Esta passagem admirável descreve como Pedro veio a Jesus e perguntou acerca do esquecimento – principalmente o esquecimento de dívidas. Naquelas línguas antigas as palavras para "pecado" e "dívida" eram as mesmas. Os pecadores tipicamente expiavam as suas ofensas e "transgressões" efectuando um pagamento compensatório.

Jesus contou a parábola de um rei a pedir o pagamento a um dos seus servos, que possuía 10 mil talentos que lhe pertenciam – nada parecido com o governo de hoje que procura arrecadar o dinheiro devido do Citibank, JPMorgan Chase e outras firmas financeiras da Wall Street. Não tendo com que pagar, o rei ordenou que ele fosse vendido com a mulher, os filhos e todos os seus bens, a fim de quitar a dívida. Mas o servo "caiu aos seu pés e rogou-lhe, concede-me um prazo e tudo te pagarei". A analogia aqui é com os aliados do sr. Paulson na Wall Street a prometerem que de alguma forma o Tesouro pode acabar por ser reembolsado e pode mesmo ganhar um lucro ao comprar os US$700 mil milhões em hipotecas lixo.

"Então, levado pela compaixão, o senhor daquele servo mandou-o em liberdade e perdoou-lhe a dívida". Isto é o que o compassivo sr. Paulson está a propor fazer.
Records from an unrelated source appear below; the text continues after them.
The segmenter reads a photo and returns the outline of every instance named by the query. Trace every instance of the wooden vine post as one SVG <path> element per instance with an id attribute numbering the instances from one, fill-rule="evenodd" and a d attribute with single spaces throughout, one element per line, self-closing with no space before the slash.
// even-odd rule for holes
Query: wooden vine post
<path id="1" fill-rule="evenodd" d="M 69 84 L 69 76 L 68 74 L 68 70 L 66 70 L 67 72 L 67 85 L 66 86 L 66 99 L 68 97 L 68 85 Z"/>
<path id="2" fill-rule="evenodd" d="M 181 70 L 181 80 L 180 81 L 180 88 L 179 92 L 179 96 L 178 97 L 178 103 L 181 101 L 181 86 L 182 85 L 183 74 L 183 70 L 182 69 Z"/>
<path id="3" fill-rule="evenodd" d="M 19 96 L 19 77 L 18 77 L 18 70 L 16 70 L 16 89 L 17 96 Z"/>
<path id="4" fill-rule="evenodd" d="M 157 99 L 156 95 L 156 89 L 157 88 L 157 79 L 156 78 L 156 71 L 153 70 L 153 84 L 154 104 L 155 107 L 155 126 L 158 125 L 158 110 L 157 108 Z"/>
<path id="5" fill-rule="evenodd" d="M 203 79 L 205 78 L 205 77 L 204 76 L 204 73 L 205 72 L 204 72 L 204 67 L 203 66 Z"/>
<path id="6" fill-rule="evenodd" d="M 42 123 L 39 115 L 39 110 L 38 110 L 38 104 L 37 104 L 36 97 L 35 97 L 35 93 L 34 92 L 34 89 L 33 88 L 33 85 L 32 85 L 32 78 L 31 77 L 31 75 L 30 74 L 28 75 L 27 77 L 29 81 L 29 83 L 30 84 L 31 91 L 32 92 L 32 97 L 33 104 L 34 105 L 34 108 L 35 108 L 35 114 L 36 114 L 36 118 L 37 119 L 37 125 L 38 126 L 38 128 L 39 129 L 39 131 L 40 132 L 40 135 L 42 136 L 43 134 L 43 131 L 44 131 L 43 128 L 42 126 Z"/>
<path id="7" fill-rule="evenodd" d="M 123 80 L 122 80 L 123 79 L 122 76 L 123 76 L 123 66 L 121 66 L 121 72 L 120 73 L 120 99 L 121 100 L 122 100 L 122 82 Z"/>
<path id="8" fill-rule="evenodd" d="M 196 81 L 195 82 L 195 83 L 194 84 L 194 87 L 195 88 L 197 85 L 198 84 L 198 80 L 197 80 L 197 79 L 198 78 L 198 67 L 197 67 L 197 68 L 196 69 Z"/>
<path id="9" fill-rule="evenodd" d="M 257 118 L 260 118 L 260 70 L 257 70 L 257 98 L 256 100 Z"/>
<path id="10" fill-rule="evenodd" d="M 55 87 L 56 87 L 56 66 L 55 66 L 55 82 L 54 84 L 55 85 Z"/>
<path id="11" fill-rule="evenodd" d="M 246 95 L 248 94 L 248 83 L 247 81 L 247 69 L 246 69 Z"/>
O Tesouro comprará "lixo por dinheiro", ficando com hipotecas lixo e outros empréstimos podres a não importa que preço os especuladores financeiros tenham pago, sem obrigá-los a assumir uma perda.

Na parábola do Mateus 18 o servo real "saiu e encontrou um dos seus companheiros que lhe devia cem denários; agarrou-o, apertou-lhe o pescoço e sufocava-o dizendo: "Paga o que me deves!". O seu companheiro implorou-lhe pelo esquecimento assim como ele próprio implorara ao rei. Mas ele não se comoveu, e "lançou o devedor na prisão, até que pagasse tudo quanto lhe devia".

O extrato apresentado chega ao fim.